The Snapshot-First Workflow

The most important concept in agent-browser automation is the snapshot-first workflow:

  1. Navigate to a page
  2. Wait for it to load (wait --load networkidle)
  3. Snapshot to get element refs (snapshot -i)
  4. Interact using those refs
  5. Re-snapshot after any action that changes the page

Refs like @e1 are ephemeral — they only refer to specific elements at the time the snapshot was taken. After clicking a link, submitting a form, or triggering dynamic content, the refs are stale and you must snapshot again.

Semantic Locators

When refs are unreliable or you want scripts that work regardless of page structure, use semantic locators instead:

agent-browser find text "Sign In" click
agent-browser find label "Email" fill "[email protected]"
agent-browser find role button click --name "Submit"
agent-browser find placeholder "Search" fill "query"

JavaScript Evaluation

Run JavaScript directly in the browser context with eval. For anything beyond simple expressions, use --stdin to avoid shell quoting issues:

# Simple expression
agent-browser eval 'document.title'

# Complex JavaScript with heredoc
cat <<'EOF' | agent-browser eval --stdin
const links = document.querySelectorAll('a');
Array.from(links).map(a => a.href);
EOF

# Base64 encode script to avoid shell execution issues:
agent-browser eval -b "ZG9jdW1lbnQucXVlcnlTZWxlY3RvcignW3NyYyo9Il9uZXh0Il0nKQ=="

Authentication Patterns

Save and restore login state to avoid repeated authentication:

#!/bin/bash
set -euo pipefail

STATE_FILE="./auth-state.json"

if [[ -f "$STATE_FILE" ]]; then
    agent-browser state load "$STATE_FILE"
    agent-browser open "https://app.example.com/dashboard"
else
    agent-browser open "https://app.example.com/login"
    agent-browser wait --load networkidle
    agent-browser snapshot -i
    agent-browser fill @e1 "$USERNAME"
    agent-browser fill @e2 "$PASSWORD"
    agent-browser click @e3
    agent-browser wait --url "**/dashboard"
    agent-browser state save "$STATE_FILE"
fi

Parallel Sessions

Run multiple isolated browser sessions simultaneously:

agent-browser --session site1 open "https://site-a.com"
agent-browser --session site2 open "https://site-b.com"

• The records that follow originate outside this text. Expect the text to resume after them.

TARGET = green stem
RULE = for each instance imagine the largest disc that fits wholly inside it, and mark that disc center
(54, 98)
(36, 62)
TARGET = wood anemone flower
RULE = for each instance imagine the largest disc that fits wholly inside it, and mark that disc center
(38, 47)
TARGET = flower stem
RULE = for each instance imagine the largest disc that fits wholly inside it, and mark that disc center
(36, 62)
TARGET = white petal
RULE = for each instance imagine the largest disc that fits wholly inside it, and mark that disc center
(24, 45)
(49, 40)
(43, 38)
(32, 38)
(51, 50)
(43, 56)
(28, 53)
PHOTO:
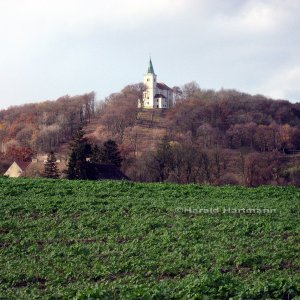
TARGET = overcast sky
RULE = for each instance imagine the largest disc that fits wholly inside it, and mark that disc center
(52, 48)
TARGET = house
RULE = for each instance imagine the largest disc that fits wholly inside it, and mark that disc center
(17, 169)
(156, 95)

agent-browser --session site1 snapshot -i
agent-browser --session site2 snapshot -i

Each session has independent cookies, storage, and browsing history.

Ad-Hoc Command Execution

The extension also supports running arbitrary bash commands through the exec endpoint. This is used internally by the "Run selected text" feature, allowing you to execute any shell commands with the AGENT_BROWSER_SESSION environment variable pre-set.

Keyboard Shortcuts

ShortcutAction
Ctrl+EnterRun script (or selected text)
Ctrl+SSave script
Enter (in URL bar)Navigate to URL
Enter (in AI prompt)Generate script
Enter (in type field)Send typed text

Troubleshooting

Browser Not Starting

  • Verify agent-browser is installed: run agent-browser --version in your terminal
  • Ensure you are running in local mode (the extension is disabled for remote/non-local deployments)

Screenshots Show "Connecting" Placeholder

  • The browser may still be loading. Wait a moment and the screenshot will update
  • Check the debug log for errors from agent-browser commands

Stale Element Refs

If clicking an element does nothing or errors with "ref not found", the page has changed since the last snapshot. Click Refresh in the Elements panel to get fresh refs.

Script Timeout

Scripts have a 60 seconds execution timeout which can be overridden with:

AGENT_BROWSER_TIMEOUT=120

For long-running automations consider breaking them into smaller scripts or increase individual command timeouts.

Kill Stuck Processes

If the browser becomes unresponsive, use the Kill all button (X icon with server stacks) in the header bar to terminate all agent-browser processes and start fresh.